Off the Books II: More Secret Chemicals : Pending TSCA Bills

Congress passed two bills last year to update TSCA: H.R. 2576, the TSCA Modernization Act, and S. 697, The Frank R. Lautenberg Chemical Safety for the 21st Century Act. Both seek to address the issue of chemical trade secret claims to varying degrees. S. 697, the Senate bill, also takes steps to update the TSCA inventory to give an idea for the first time which of the 85,000 chemicals on the inventory are actually in use.

Confidential business information

Both the House and Senate bills address the issue of trade secrets but take very different approaches.

Health and safety studies. 
Under current law, one major exception to trade secret protection is that EPA is allowed to release information in health and safety studies about a chemical. Both bills retain a form of this exemption, with some key differences.

The House bill rolls back current law by allowing companies to protect “data that discloses formula (including molecular structure)” in their health and safety studies, which would likely allow them to keep the chemical identity secret. Under current law, the chemical identity cannot be claimed as a trade secret in health and safety studies. The Senate bill does not include this rollback.

Additionally, the Senate bill strengthens the framing of this exception by saying that information from health and safety studies “shall not be protected” from disclosure. The House bill retains the softer approach in current law by stating that the EPA “shall not prohibit” disclosure of information – leaving the ultimate decision up to EPA discretion.

Information for state and local regulators.
Under current law, EPA is not able to share trade secrets with state and local regulators, even to enforce local laws.
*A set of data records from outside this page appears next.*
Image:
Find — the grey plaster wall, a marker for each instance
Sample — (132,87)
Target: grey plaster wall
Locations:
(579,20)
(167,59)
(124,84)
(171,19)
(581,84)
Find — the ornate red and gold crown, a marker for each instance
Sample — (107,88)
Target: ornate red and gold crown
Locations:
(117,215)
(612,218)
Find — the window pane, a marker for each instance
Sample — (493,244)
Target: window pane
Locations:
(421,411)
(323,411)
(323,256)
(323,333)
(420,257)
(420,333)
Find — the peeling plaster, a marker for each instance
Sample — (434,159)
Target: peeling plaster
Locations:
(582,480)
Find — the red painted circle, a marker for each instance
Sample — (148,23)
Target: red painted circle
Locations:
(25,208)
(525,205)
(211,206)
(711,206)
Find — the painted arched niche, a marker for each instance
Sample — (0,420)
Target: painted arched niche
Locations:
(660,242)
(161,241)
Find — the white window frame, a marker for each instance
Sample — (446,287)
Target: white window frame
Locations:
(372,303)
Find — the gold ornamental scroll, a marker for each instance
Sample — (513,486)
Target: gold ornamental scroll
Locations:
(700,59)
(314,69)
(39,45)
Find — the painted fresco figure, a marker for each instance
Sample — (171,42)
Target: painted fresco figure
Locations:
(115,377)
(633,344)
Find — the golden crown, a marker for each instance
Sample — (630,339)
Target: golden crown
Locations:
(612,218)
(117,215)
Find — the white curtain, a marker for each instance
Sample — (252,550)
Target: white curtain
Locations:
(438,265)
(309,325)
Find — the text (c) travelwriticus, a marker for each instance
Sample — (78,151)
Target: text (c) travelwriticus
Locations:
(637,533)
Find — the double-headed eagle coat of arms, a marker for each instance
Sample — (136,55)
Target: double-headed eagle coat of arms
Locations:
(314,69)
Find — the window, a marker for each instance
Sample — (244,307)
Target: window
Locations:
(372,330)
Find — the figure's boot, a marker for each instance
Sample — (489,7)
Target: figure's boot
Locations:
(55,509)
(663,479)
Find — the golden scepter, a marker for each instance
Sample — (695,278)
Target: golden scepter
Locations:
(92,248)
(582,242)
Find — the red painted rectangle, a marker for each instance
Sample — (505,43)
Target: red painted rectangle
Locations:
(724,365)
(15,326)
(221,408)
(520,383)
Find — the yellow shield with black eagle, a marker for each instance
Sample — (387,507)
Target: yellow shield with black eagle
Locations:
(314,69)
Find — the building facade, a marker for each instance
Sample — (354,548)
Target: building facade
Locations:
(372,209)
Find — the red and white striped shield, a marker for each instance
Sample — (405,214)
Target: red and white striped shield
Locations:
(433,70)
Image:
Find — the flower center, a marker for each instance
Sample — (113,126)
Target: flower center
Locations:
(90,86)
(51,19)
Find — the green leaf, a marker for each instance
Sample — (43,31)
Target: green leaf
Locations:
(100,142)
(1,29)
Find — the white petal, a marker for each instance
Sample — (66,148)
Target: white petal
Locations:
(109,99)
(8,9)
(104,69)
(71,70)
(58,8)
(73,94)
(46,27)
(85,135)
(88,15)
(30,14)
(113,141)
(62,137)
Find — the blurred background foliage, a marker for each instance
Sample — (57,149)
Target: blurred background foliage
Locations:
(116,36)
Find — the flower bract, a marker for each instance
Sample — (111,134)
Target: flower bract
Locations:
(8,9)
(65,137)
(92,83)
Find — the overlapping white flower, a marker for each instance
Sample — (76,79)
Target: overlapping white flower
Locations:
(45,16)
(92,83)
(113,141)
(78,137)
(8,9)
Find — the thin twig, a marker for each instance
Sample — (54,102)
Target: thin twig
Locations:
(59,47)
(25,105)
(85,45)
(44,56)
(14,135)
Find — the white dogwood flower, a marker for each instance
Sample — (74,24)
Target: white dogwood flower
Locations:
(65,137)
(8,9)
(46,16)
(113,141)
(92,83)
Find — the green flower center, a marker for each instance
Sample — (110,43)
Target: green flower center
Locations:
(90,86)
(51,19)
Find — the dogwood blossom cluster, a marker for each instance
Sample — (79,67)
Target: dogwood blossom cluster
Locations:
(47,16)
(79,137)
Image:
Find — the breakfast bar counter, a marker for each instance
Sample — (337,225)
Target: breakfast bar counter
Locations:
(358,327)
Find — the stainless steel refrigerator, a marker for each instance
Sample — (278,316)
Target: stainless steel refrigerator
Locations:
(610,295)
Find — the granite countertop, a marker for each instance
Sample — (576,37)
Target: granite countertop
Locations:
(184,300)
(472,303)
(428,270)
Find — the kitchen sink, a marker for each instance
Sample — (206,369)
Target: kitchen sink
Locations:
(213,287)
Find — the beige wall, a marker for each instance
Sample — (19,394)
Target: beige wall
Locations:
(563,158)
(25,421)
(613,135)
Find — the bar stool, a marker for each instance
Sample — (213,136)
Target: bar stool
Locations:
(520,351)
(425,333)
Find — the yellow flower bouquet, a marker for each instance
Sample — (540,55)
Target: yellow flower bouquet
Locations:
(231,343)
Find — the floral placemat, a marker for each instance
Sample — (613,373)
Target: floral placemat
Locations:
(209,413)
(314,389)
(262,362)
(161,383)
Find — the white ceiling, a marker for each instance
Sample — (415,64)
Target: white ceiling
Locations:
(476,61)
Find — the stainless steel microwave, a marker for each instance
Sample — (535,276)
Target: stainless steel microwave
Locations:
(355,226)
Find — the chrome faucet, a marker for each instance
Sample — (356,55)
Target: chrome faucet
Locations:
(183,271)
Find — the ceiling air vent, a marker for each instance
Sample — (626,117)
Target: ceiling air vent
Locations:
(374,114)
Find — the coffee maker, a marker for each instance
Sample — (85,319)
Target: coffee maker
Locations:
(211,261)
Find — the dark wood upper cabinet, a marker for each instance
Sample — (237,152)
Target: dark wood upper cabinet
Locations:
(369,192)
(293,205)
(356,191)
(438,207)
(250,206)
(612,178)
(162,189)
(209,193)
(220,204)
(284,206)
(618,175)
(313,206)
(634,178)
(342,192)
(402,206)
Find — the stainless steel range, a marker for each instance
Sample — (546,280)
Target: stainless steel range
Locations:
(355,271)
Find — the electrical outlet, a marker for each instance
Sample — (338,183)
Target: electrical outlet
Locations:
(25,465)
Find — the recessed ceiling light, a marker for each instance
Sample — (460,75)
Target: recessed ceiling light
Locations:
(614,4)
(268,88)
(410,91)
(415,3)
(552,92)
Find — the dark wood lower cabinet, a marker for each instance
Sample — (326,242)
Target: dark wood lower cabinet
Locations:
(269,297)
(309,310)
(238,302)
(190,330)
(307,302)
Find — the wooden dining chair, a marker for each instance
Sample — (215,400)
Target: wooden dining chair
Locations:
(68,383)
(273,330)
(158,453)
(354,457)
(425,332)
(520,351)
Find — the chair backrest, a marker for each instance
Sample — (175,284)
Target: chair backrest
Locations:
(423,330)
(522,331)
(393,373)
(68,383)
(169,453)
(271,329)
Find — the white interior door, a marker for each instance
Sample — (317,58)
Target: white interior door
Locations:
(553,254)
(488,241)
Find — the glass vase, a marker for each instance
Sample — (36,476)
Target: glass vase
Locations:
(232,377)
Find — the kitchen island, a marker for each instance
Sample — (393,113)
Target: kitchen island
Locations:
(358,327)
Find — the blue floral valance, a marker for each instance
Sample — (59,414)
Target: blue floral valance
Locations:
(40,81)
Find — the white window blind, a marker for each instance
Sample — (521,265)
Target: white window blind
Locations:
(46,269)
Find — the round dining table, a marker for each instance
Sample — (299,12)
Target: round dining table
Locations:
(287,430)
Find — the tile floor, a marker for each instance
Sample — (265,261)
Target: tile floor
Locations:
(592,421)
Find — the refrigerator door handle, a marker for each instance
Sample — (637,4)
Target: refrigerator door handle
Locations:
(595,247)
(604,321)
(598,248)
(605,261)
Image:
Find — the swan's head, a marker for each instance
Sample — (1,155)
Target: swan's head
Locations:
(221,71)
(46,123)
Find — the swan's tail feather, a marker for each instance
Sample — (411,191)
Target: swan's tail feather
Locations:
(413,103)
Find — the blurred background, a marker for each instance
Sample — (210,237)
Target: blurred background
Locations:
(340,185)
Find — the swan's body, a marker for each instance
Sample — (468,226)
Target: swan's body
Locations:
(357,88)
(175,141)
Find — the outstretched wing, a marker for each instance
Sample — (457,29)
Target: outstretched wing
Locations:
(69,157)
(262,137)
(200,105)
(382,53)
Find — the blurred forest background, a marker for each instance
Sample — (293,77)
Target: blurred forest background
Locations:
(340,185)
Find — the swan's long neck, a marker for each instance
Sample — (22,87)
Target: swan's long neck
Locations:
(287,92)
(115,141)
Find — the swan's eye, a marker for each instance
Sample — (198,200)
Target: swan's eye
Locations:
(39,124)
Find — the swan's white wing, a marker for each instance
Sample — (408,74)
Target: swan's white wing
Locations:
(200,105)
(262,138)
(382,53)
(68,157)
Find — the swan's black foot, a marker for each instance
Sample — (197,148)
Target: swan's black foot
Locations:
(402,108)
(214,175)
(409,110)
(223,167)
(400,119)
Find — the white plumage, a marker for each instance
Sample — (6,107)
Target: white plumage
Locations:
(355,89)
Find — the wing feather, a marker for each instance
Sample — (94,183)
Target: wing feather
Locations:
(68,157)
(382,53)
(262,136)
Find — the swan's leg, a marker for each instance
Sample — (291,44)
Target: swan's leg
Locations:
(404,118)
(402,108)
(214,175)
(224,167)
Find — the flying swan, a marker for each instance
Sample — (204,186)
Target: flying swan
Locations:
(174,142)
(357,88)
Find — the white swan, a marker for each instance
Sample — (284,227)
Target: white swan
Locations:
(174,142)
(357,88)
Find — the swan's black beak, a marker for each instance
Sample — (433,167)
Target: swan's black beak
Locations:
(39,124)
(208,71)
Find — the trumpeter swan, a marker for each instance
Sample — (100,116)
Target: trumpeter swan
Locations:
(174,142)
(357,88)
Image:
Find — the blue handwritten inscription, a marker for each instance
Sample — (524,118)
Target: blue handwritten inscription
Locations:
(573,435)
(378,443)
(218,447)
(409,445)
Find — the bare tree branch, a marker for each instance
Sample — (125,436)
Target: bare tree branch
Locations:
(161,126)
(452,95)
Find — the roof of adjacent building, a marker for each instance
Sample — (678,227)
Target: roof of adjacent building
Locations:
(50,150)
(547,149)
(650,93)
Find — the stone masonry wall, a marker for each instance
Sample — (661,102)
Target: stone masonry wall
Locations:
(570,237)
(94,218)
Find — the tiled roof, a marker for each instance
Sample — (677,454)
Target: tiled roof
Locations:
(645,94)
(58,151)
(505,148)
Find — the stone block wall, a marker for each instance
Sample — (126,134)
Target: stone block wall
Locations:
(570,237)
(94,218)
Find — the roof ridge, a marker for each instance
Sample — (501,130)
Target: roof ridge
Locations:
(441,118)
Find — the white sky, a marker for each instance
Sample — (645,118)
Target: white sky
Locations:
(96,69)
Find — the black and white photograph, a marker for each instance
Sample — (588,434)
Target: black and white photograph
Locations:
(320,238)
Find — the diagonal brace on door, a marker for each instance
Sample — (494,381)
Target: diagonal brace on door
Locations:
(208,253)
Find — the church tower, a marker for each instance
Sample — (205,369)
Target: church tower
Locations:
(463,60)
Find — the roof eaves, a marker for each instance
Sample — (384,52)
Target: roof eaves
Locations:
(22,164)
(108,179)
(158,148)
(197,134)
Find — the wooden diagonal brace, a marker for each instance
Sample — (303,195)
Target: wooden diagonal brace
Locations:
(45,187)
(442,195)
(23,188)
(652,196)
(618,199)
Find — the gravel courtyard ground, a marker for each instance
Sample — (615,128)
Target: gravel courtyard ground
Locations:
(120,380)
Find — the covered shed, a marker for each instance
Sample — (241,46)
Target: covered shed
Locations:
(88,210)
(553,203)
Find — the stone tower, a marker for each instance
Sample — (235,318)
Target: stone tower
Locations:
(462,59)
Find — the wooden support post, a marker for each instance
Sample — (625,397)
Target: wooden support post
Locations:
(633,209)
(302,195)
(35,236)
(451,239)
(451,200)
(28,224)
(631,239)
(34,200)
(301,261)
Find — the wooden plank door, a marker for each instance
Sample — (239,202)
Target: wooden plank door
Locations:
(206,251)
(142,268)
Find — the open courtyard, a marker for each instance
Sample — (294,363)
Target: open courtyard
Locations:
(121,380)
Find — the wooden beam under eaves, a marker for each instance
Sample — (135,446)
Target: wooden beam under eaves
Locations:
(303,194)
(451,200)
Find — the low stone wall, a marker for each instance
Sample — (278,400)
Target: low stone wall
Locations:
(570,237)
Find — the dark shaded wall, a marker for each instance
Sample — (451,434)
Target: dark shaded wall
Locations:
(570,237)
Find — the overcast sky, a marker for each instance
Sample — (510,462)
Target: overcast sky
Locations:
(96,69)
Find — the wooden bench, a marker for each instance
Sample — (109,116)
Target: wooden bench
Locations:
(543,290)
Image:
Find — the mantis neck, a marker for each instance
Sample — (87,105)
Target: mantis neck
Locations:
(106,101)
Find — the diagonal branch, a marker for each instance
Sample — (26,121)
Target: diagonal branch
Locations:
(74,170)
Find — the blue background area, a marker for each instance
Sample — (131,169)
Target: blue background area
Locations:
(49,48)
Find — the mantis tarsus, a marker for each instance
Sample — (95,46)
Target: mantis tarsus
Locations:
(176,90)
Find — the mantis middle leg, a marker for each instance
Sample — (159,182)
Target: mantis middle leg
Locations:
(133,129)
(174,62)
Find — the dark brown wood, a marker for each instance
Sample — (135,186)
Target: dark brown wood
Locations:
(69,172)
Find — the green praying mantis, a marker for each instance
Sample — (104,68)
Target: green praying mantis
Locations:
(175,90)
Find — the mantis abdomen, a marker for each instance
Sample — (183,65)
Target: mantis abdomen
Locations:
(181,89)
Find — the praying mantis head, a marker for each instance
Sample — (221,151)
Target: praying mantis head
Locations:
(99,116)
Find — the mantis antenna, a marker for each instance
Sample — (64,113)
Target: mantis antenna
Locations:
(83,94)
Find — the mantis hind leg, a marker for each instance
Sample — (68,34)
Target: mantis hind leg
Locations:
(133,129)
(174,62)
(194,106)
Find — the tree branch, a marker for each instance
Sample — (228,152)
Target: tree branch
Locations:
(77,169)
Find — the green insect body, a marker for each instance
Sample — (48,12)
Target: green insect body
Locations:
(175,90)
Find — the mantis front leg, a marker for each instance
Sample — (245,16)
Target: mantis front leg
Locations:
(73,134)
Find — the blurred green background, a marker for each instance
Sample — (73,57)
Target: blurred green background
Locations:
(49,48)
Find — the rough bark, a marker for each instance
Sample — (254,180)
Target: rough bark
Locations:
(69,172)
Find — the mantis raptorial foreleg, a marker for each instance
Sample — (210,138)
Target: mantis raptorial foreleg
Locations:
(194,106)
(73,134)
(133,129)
The House bill would give EPA discretion to share this information with state and local regulators. The Senate bill would make it mandatory to share the information.

Requirements for claiming trade secret protection.
The Senate bill provides clear requirements for what companies must do to claim trade secret protection, including showing that the information could not be obtained by reverse engineering. Like current law, the House bill does not provide any such guidance.

Trade secrets in case of a ban or phase-out.
Under the Senate bill, a chemical loses trade secret protection if the EPA bans or phases it out – an improvement over current law. There is no corresponding provision in the House bill.

Review and re-substantiation.
Under current law, trade secret protection status never expires. Under both bills, new trade secret claims would expire after 10 years, after which the claims would have to be re-substantiated in order to be renewed. However, only the Senate bill would require EPA to look systematically at past trade secret claims and require that they be dropped or renewed. Under the House bill, past claims would remain secret indefinitely.

The House bill would also only allow EPA to seek re-substantiation for trade secret claims when those claims are about to expire. By contrast, the Senate allows or requires re-substantiation whenever safety concerns arise. EPA would have discretion to request re-substantiation if a chemical is designated as high priority for safety review or the agency determines that more information is needed to make a safety determination. Re-substantiation would be required anytime a chemical is found to pose serious risks or if a chemical that had been out of use is put back into commerce. The Senate bill’s triggers for review and re-substantiation would provide an important check on chemical secrecy.

One other important difference between the House and Senate bills involves the treatment of the TSCA inventory. The House bill would not change the TSCA inventory, but the Senate bill would require industry to notify the EPA when a chemical is no longer used or becomes inactive. Dividing the TSCA inventory into active and inactive lists would greatly help the EPA and other researchers to identify exactly which chemicals they should focus on.